Etwas später standen wir in einen der Gewölbekeller und ich schaute ratlos auf eine Vielzahl von Kartons, die fein säuberlich beschriftet, gestapelt, vor mir standen.

„Und was sollen wir da nehmen? Sag mal hat Glenda irgendein Weihnachtsgeschäft aufgekauft? Das hier reicht ja mindestens für zehn Weihnachtsbäume!“

„David… Finn, seid ihr da irgendwo unten?“, hörten wir Phillip rufen.

„Ja, wir sind im Gewölbekeller!“, antwortete David laut und es halte etwas nach.

Wenige Augenblicke später kam Phillip in Sicht. Auch er hatte seine Wintersache gegen gemütliche Klamotten eingetauscht. Er trug eine verblichene Jeans und ein einfaches weißes Shirt darauf.

Ich musste zugeben, dass ich ihn bisher nur mit Anzug oder Mantel drüber gesehen hatte. Er machte keine schlechte Figur.

„Glenda hat jedes Jahr den Baum anders geschmückt.

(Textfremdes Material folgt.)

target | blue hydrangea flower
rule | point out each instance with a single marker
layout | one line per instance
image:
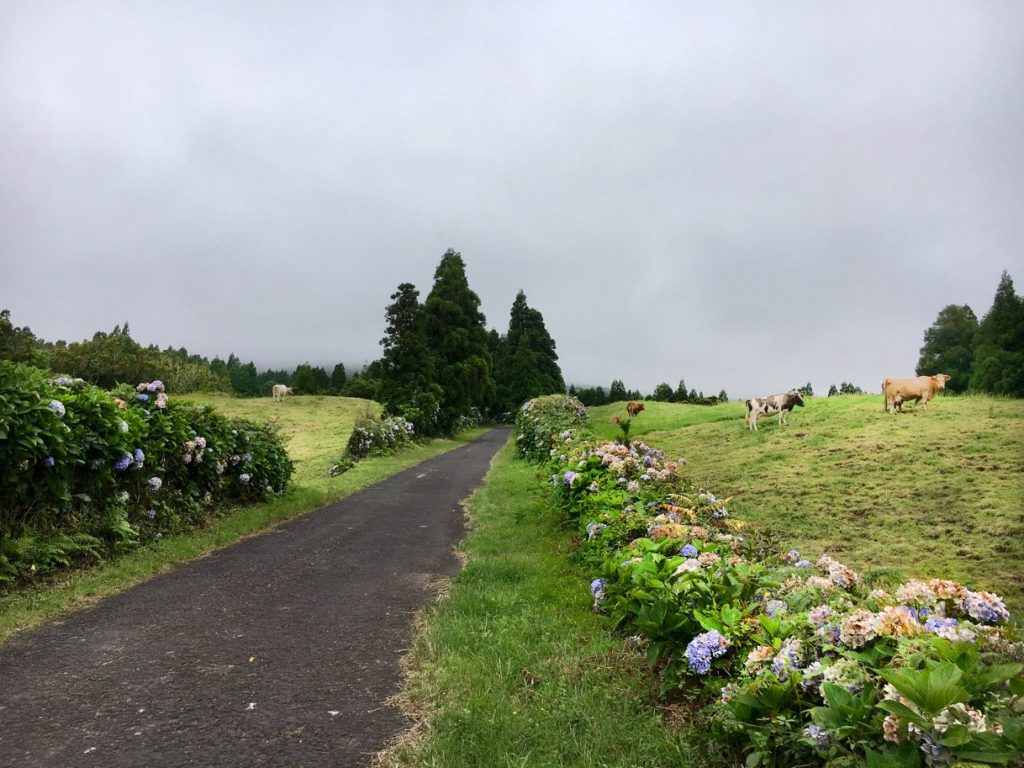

Deshalb die vielen Farben?“, nahm David wieder den Faden von vorhin auf.

„Boah ist das viel“, meinte Phillip, der anscheinend über die vielen Kartons genauso überrascht war, wie ich.

„Warst du noch nie hier unten?“, fragte David.

„Nicht das ich mich erinnern kann“, grinste ihn Phillip an, „du weißt, wie gerne ich mich gedrückt habe.“

„Und warum bist du jetzt hier?“

„Weil ich irgendwie Lust darauf habe.“

„Okay…, aber das löst das Problem nicht, welche Farbe wir nehmen sollen.“

„Was hattet ihr letztes Jahr?“, wollte ich wissen.

Die beide sahen sich fragend an.

„Kommt, ihr werdet doch noch wissen, welche Farbe letztes Jahr am Baum hing.“

David schüttelte leicht den Kopf. Ich konnte nicht anders und fing zu lachen an, was sich in diesem Gewölbe komisch anhörte.

„War das nicht rot-grün-silber?“, kam es von Phillip, der sich nachdenklich am Kopf kratzte.

„Stimmt, so langsam erinnere ich mich.“

„Lasst dies ja nicht Glenda hören…, schämt euch!“

Beide grinsten mich verlegen an und ich schaute derweil die Vielzahl der Beschriftungen an.

„Was haltet ihr von Silber und Gold?“

„Wird das nicht zu edel?“, wand Phillip ein.

„He Bruderherz“, kam es von David, boxte ihn leicht gegen die Schulter, „ist das nicht ein besonderes Weihnachten?“

Phillip schaute ihn mit einer Fratze an und massierte seine Schulter, obwohl ich mir nicht vorstellen konnte, dass es weh getan hatte.

„Edel ist doch gut, wenn wir morgen die kleine Weihnachtsfeier haben?“, meinte ich.

„Klein? So wie ich mitbekommen habe, wird es doch recht eng.“

Fragend schaute ich zu David und sein Blick wanderte zu Phillip.

„Das kommt dir nur so vor!“

Da nun David mit dem Rücken zu mir stand, sah ich nicht, was er vor sich machte. Ich sah nur, dass sich seine Arme bewegten.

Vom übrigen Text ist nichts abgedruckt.